President Trump Signs Order to Set U.S. Spectrum Strategy for 5G Networks
【Summary】On Thursday, President Trump signed a presidential memorandum directing the Commerce Department to develop a long-term comprehensive national spectrum strategy to prepare for the introduction of next-generation 5G wireless networks. 5G network speeds are a key requirement for the commercial roll-out of autonomous driving and connected car technology.
Much of the development and successful roll-out of autonomous driving technology hinges on the availability of ultra-fast 5G networks to connect vehicles to the cloud, other vehicles and infrastructure. Developers and companies working on self-driving systems, deep-learning and connected mobility are counting on the availability of reliable 5G network speeds, which are needed to transfer crucial vehicle data in real-time.
The U.S. is beginning to take action with a signing of a memorandum this week.
On Thursday, President Trump signed a presidential memorandum directing the Commerce Department to develop a long-term comprehensive national spectrum strategy to prepare for the introduction of next-generation 5G wireless networks.
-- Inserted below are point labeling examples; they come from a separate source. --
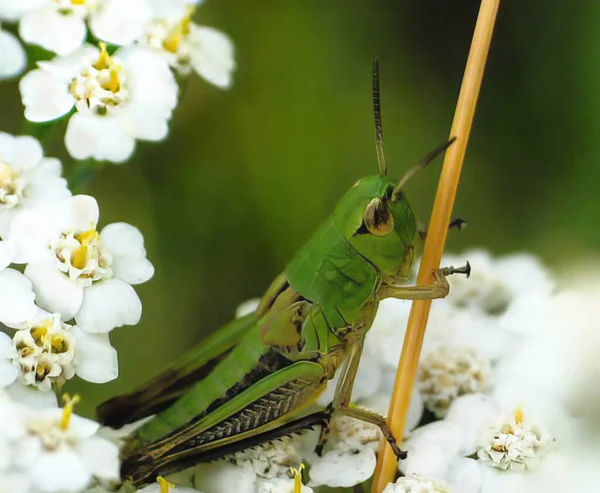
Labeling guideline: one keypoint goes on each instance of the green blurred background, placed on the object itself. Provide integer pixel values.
(247, 174)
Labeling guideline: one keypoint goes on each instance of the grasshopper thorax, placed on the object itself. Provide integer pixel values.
(379, 224)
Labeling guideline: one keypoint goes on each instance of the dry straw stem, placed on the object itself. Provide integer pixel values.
(436, 237)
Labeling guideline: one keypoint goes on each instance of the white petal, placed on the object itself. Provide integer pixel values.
(31, 396)
(52, 30)
(61, 470)
(464, 475)
(212, 55)
(30, 232)
(472, 413)
(82, 213)
(126, 245)
(22, 152)
(109, 304)
(16, 298)
(223, 477)
(247, 307)
(66, 67)
(45, 182)
(95, 359)
(53, 289)
(120, 23)
(151, 104)
(342, 469)
(45, 96)
(8, 371)
(12, 56)
(7, 252)
(101, 458)
(283, 485)
(99, 137)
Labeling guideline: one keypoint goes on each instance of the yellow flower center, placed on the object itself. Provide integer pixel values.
(68, 410)
(297, 473)
(164, 484)
(518, 415)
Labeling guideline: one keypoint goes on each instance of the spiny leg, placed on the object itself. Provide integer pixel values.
(456, 223)
(439, 289)
(377, 420)
(343, 394)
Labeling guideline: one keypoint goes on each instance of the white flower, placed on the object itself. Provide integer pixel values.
(417, 484)
(27, 177)
(494, 283)
(187, 46)
(559, 353)
(514, 435)
(51, 450)
(47, 351)
(62, 452)
(13, 58)
(60, 25)
(513, 443)
(349, 454)
(225, 477)
(446, 373)
(118, 99)
(269, 460)
(77, 271)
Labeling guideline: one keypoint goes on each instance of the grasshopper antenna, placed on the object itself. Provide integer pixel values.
(419, 166)
(377, 115)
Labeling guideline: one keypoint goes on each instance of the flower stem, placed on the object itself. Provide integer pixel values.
(436, 237)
5G network speeds are a key requirement for the commercial rollout of autonomous driving and connected car technology, allowing cars to communicate with the cloud, other nearby vehicles, traffic signals, or other infrastructure. 5G networks offer much greater data transfer speeds and reduced latency than current 4G networks, which is vital for on-board safety systems that need to calculate split second driving decisions.
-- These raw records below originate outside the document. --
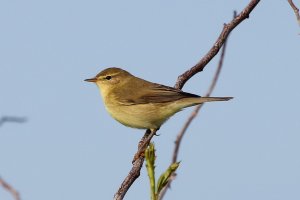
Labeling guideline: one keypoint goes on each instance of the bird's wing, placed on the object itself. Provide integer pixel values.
(156, 93)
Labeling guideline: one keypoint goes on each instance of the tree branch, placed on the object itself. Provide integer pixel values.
(182, 79)
(10, 189)
(192, 116)
(296, 10)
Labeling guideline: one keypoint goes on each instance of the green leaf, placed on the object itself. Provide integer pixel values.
(164, 178)
(150, 165)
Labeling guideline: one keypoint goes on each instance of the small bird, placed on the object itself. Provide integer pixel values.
(141, 104)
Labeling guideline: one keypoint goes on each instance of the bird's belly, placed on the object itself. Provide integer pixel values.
(142, 116)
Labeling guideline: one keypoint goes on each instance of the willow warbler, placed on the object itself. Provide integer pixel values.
(138, 103)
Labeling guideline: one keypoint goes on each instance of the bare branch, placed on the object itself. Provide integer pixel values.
(10, 189)
(5, 119)
(137, 165)
(182, 79)
(296, 10)
(194, 115)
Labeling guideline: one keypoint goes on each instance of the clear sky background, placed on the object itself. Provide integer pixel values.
(70, 148)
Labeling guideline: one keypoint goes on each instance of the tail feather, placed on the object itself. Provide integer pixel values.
(209, 99)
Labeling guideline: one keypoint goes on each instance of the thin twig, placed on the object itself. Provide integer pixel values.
(194, 114)
(182, 79)
(296, 10)
(190, 119)
(5, 119)
(137, 165)
(10, 189)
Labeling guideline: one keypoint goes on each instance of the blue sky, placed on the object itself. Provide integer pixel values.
(70, 148)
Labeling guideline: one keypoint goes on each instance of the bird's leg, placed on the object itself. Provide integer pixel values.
(143, 144)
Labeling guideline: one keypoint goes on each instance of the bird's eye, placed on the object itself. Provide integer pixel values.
(108, 77)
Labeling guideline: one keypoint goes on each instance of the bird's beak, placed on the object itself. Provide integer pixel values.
(93, 80)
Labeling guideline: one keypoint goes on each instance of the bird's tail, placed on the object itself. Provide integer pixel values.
(209, 99)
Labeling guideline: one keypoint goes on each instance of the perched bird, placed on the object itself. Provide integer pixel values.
(141, 104)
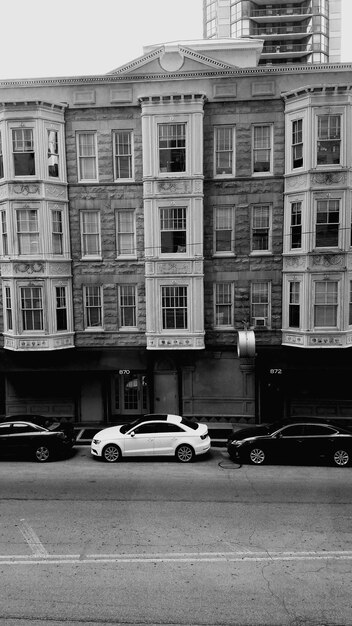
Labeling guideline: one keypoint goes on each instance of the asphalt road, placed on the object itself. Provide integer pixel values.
(154, 542)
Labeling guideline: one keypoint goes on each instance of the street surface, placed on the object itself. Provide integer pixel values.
(155, 542)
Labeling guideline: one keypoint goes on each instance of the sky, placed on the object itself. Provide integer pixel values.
(86, 37)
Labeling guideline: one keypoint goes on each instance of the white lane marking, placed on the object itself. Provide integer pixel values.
(208, 557)
(32, 539)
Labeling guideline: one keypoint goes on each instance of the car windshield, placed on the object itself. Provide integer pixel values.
(188, 423)
(125, 427)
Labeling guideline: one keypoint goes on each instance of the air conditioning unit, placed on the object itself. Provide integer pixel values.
(259, 321)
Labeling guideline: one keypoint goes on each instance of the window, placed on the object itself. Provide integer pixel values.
(224, 229)
(327, 225)
(262, 152)
(297, 144)
(93, 307)
(123, 154)
(260, 304)
(61, 308)
(53, 153)
(4, 237)
(223, 304)
(8, 309)
(127, 304)
(329, 140)
(325, 304)
(87, 156)
(261, 227)
(32, 308)
(125, 235)
(173, 230)
(90, 233)
(174, 307)
(224, 151)
(1, 160)
(294, 305)
(296, 225)
(172, 147)
(57, 231)
(23, 151)
(28, 231)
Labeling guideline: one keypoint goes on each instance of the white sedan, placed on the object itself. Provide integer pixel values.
(152, 435)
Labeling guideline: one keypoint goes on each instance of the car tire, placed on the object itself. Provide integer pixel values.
(341, 458)
(256, 456)
(111, 453)
(42, 454)
(184, 453)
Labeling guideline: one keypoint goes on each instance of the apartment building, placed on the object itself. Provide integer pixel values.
(150, 214)
(305, 31)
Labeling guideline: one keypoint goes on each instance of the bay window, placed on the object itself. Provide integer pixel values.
(172, 147)
(173, 234)
(23, 151)
(325, 304)
(329, 140)
(174, 307)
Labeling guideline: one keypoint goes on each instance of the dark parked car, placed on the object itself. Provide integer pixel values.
(308, 441)
(50, 423)
(26, 439)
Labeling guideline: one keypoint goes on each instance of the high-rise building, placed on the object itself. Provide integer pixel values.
(300, 32)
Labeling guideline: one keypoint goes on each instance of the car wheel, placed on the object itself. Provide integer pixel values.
(341, 458)
(184, 453)
(42, 454)
(111, 453)
(257, 456)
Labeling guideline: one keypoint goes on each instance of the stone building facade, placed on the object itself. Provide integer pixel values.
(145, 221)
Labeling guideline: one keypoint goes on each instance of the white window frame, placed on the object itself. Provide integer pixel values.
(297, 225)
(335, 304)
(223, 300)
(118, 156)
(173, 216)
(327, 223)
(226, 219)
(296, 142)
(183, 309)
(30, 235)
(294, 300)
(130, 234)
(88, 293)
(53, 153)
(28, 145)
(85, 234)
(260, 320)
(93, 157)
(170, 172)
(34, 309)
(267, 228)
(2, 174)
(127, 299)
(332, 139)
(270, 148)
(231, 152)
(4, 231)
(57, 235)
(59, 307)
(8, 308)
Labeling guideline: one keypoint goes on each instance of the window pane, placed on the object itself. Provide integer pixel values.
(172, 147)
(174, 307)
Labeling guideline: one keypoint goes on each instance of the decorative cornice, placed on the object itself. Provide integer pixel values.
(112, 78)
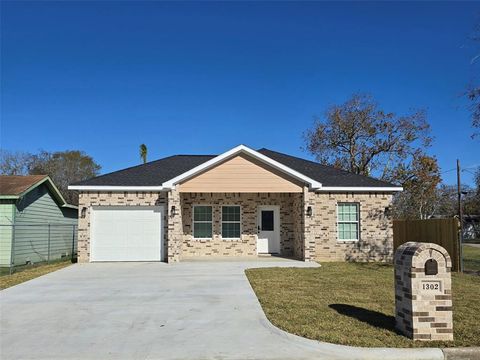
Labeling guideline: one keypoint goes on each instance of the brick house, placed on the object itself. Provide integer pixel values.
(240, 203)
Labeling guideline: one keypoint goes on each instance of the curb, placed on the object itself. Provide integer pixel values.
(471, 353)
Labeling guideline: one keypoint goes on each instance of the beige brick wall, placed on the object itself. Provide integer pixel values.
(376, 232)
(246, 245)
(309, 238)
(88, 199)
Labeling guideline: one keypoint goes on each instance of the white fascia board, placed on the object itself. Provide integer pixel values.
(116, 188)
(236, 150)
(360, 189)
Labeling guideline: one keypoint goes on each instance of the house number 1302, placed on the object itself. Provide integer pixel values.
(427, 286)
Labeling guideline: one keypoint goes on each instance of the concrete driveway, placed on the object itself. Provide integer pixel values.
(190, 310)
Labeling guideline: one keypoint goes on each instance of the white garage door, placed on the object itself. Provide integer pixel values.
(128, 233)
The memorandum requires a series of reports over the next nine months. The goal of the study is to ensure there is enough spectrum (or bandwidth) to handle the growing amount of internet and wireless traffic and that future 5G networks have adequate spectrum to operate.
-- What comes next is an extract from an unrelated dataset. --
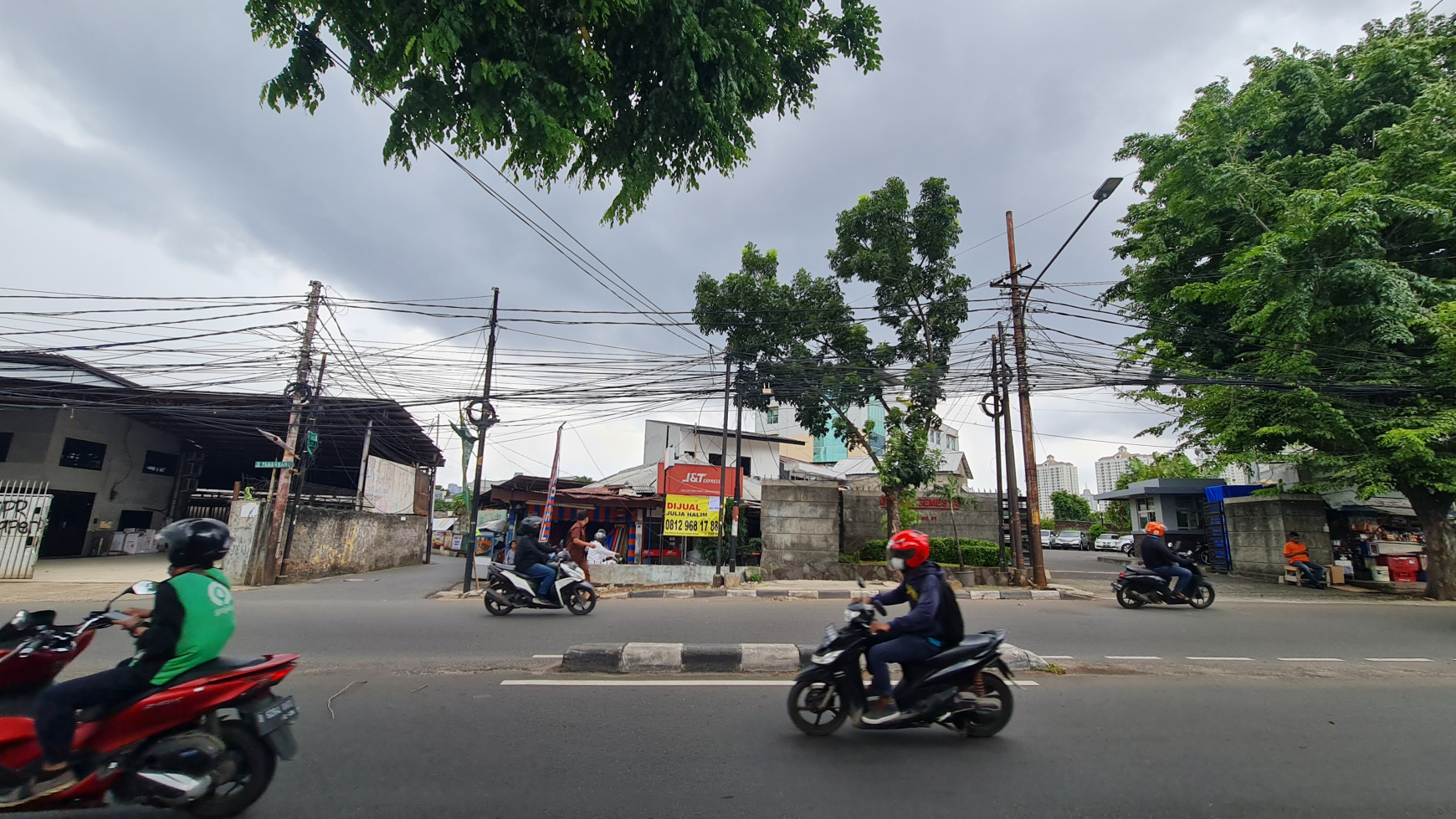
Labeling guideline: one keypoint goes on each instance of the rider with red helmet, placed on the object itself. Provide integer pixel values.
(919, 635)
(1164, 561)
U.S. telecommunications companies AT&T Inc, Verizon, Sprint, and T-Mobile U.S. are working to acquire spectrum and preparing to develop and test faster 5G networks, which are expected to be at least 100 times faster than current 4G networks. 5G networks reduce latency, or delays, to less than one-thousandth of a second, the Federal Communications Commission has said.
Automaker Audi is testing an in-vehicle feature that connects its vehicle to traffic signals using a 4G network
As reported by Reuters, wireless industry trade group CTIA praised the Trump administration for "recognizing the importance of establishing a national spectrum strategy. With the right approach based on licensed wireless spectrum, America's wireless carriers will invest hundreds of billions of dollars and create millions of jobs."
"We will prioritize efforts to accelerate the private sector's development of 5G, so that the American people can reap the rewards of this incredible technology," White House adviser Michael Kratsios told reporters on Thursday.
White House officials said they do not support any effort to nationalize the 5G network, which China has done.
China's government prioritized 5G testing years ago with the goal of becoming the world's leader in 5G adoption. According to Reuters, a leaked document uncovered in January suggested the Trump administration was considering the idea.
The Trump administration's lack of a national commitment to 5G technology has caused a rift with the FCC, as other nations including China and south Korea are maker greater progress in rolling out 5G networks.
Democratic Federal Communications Commissioner (FCC) Jessica Rosenworcel questioned the length of the time for the reports.
"Other nations are moving ahead, while we're headed to study hall and in the interim we're slapping big tariffs on 5G networks. This doesn't speed our 5G leadership - it slows us down." she said.
Rosenworcel was referring to the move last month when the U.S. Trade Representative finalized new tariffs on an additional $200 billion of Chinese imports. Included in the 200-page schedule of goods subject to tariffs are vague listings that include "machines for the reception, conversion, and transmission or regeneration of voice, images, or other data, including switching and routing apparatus."
In addition, the schedule of goods includes "apparatus for transmission or reception of voice, images, or other data, including apparatus for communication in a wired or wireless network."
All of these devices might be important components for building out 5G networks. Critics argue that the tariffs will make it more expensive for American companies to buy the hardware they need to develop their 5G infrastructure.
One big issue is a band of spectrum reserved for automakers to enable vehicles to communicate with to one another that has gone largely unused. Cable companies and others want the FCC to award part or all of that to expand Wi-Fi.
Connected cars could arrive on roads as early as 2021. However, the rollout will be dependent on collaboration amongst the many stakeholders involved, including global automakers, Tier 1 suppliers, chip manufacturers and local governments.
Fully autonomous vehicles will require real-time data transmission before rolling out at scale. Current cellular networks such as LTE have a latency of 30 to 40 milliseconds, which is unsafe for fully-autonomous vehicles.